07 Oct Nous liquides

Dans Nous liquides, Caroline Giraud explore la langue comme une matière en fusion. Son recueil, accompagné des encres de Nicolas Blondel, se lit comme une traversée des éléments : la lumière, le corps, la mémoire s’y confondent dans un mouvement continu, entre apparition et effacement.
Une écriture en suspension
La poésie de Caroline Giraud ne raconte pas : elle s’écoule. Les premiers vers du livre s’ouvrent sur des paysages d’eau, de peau, de flux, où la syntaxe se brise comme la vague sur le sable.
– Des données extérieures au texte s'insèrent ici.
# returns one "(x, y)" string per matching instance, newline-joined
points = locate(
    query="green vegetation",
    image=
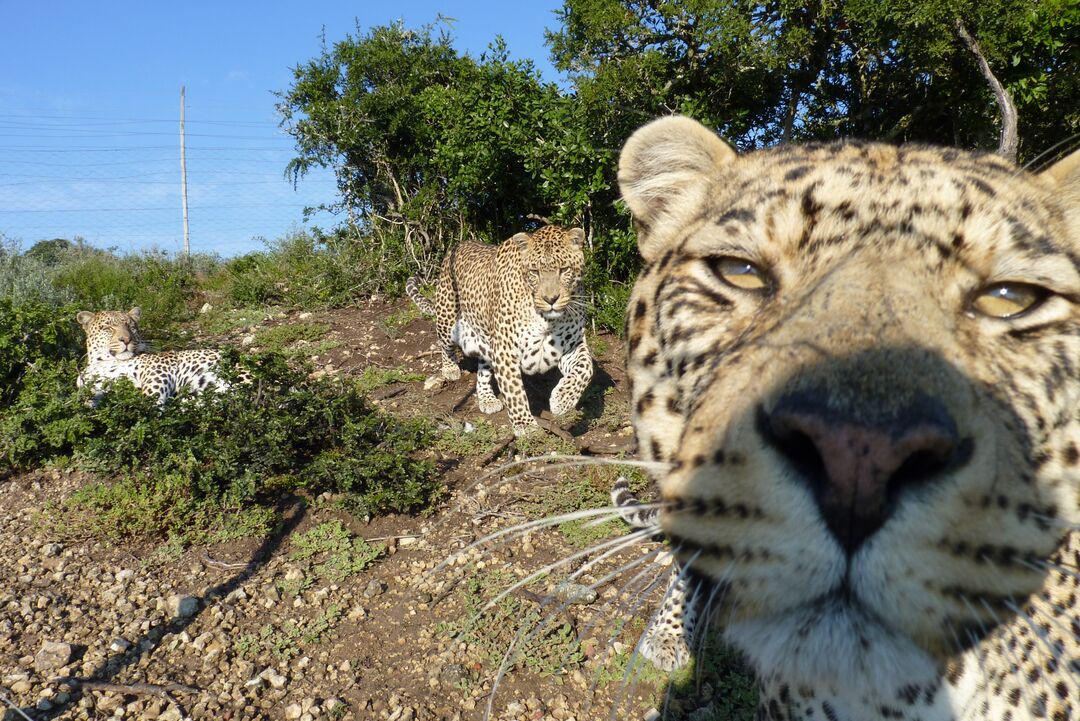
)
(199, 467)
(373, 378)
(513, 624)
(339, 554)
(296, 339)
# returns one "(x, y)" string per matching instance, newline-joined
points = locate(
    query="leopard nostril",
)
(856, 470)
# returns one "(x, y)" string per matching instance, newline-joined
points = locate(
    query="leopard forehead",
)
(553, 247)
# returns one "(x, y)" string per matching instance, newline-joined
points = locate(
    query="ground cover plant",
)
(184, 468)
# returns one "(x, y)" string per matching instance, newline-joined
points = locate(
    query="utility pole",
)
(184, 181)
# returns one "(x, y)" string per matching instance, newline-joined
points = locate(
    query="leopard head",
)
(552, 261)
(861, 364)
(111, 335)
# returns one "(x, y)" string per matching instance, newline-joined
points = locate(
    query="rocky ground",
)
(313, 623)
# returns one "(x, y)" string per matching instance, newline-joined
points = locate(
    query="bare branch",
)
(1009, 141)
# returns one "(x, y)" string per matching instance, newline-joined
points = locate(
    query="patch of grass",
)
(286, 337)
(394, 323)
(541, 443)
(591, 488)
(223, 321)
(456, 438)
(374, 377)
(609, 305)
(513, 622)
(341, 554)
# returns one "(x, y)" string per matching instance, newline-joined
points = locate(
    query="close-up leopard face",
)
(111, 335)
(862, 365)
(553, 261)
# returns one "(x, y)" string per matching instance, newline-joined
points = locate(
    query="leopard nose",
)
(859, 470)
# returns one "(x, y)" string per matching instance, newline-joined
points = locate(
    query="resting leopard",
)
(116, 350)
(516, 308)
(861, 366)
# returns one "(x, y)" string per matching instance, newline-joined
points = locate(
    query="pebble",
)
(374, 587)
(181, 607)
(53, 655)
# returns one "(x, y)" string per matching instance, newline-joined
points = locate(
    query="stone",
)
(375, 587)
(53, 655)
(183, 607)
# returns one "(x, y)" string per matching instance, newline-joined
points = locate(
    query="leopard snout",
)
(859, 470)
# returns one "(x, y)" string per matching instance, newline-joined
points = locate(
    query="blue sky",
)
(90, 108)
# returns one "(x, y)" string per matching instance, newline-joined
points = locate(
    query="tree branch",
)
(1009, 141)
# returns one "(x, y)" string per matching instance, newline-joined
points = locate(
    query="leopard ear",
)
(1065, 177)
(522, 240)
(664, 174)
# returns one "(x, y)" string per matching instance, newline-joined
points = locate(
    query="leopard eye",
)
(1009, 300)
(740, 273)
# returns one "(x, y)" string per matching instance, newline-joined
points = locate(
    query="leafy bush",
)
(181, 467)
(307, 270)
(31, 332)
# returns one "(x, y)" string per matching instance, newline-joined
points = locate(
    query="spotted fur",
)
(874, 471)
(516, 308)
(116, 350)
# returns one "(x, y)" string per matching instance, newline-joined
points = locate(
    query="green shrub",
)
(307, 270)
(31, 332)
(184, 467)
(161, 285)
Tout s’y déplace, tout s’y transforme — la mer, la chair, la voix.
« Nous n’avons rien vécu qu’une conversation
à l’orée du voyage
nos vies sont des esquisses
mues de vents imbéciles
j’ai épousé cette eau qui restera lointaine
laissez-moi mes mirages
s’il vous plaît ? »
Ce n’est pas une image : c’est un état. L’écriture avance comme une marée, cherchant moins à dire qu’à rejoindre ce qui fuit.
Nous liquides ne prétend pas fixer le monde mais le traverser. Chaque mot devient courant, chaque silence une respiration. Giraud compose une langue qui épouse la matière : “La lumière fut, ou était-ce un mirage ? ”, lit-on dans la postface de Gaëlle Fonlupt qui résume cette ambivalence du visible et de l’insaisissable.
Dissoudre pour écrire
Caroline Giraud écrit depuis ce lieu de passage où tout se défait pour renaître autrement. La forme devient un geste d’effacement, un abandon actif.
Son écriture se veut dérivante, exploratoire. On comprend alors que Nous liquides n’est pas un livre d’images, mais une expérience d’état : celui de la désorientation consentie.
Le corps irrigue tout le recueil. Cheveux, peaux, fibres, flux : autant de matières où circule la parole. Chez Caroline Giraud, le corps n’est pas un objet d’écriture mais un instrument de passage, un point de contact entre la langue et le monde. Elle n’écrit pas sur le corps, elle écrit depuis lui — depuis ce lieu poreux où la sensation devient syntaxe.
Cette orientation donne au livre une force singulière qui maintient la poésie dans un état de tension permanent, entre organicité et abstraction. Rien ici n’est démonstratif. Le texte ne cherche pas à expliquer, mais à faire sentir — à laisser monter la vibration d’un monde perçu de l’intérieur.
Dans cette perspective, les encres de Nicolas Blondel ne sont pas décoratives. Elles prolongent le mouvement du verbe, en rendent la pulsation visible. L’encre devient sœur du poème, trace d’un même élan vers la dissolution.
Travaillées dans des teintes de tourbe et d’humus, traversées d’éclats quasi volcaniques, ces encres tantôt accompagnent le vers, tantôt le contredisent, comme si l’image et le texte se répondaient à la limite du débordement.
Une voix du dérèglement calme
On sent, à la lecture, une filiation souterraine : celle de poètes du flux et du retrait, de Lorand Gaspar à Anne-Marie Albiach. Giraud s’y inscrit sans mimétisme : sa langue, plus charnelle, plus dense, conserve la sensualité du concret.
Le texte ne revendique pas, il respire. Il est à la fois matière et méditation, l’un des rares livres contemporains à tenir cette ligne fragile entre la sensation et l’idée.
À la fin, Nous liquides laisse une impression paradoxale : celle d’un livre qui ne se referme pas. Il continue de couler longtemps après sa lecture.
Dans un paysage poétique souvent saturé de discours, Giraud impose une écriture de l’épure, de la sensation et du mouvement.
Lire Nous liquides, c’est accepter de perdre pied et écouter ce que la langue fait au monde lorsqu’elle cesse de vouloir le dominer. Une poésie du dérèglement calme — lucide, sensorielle, nécessaire.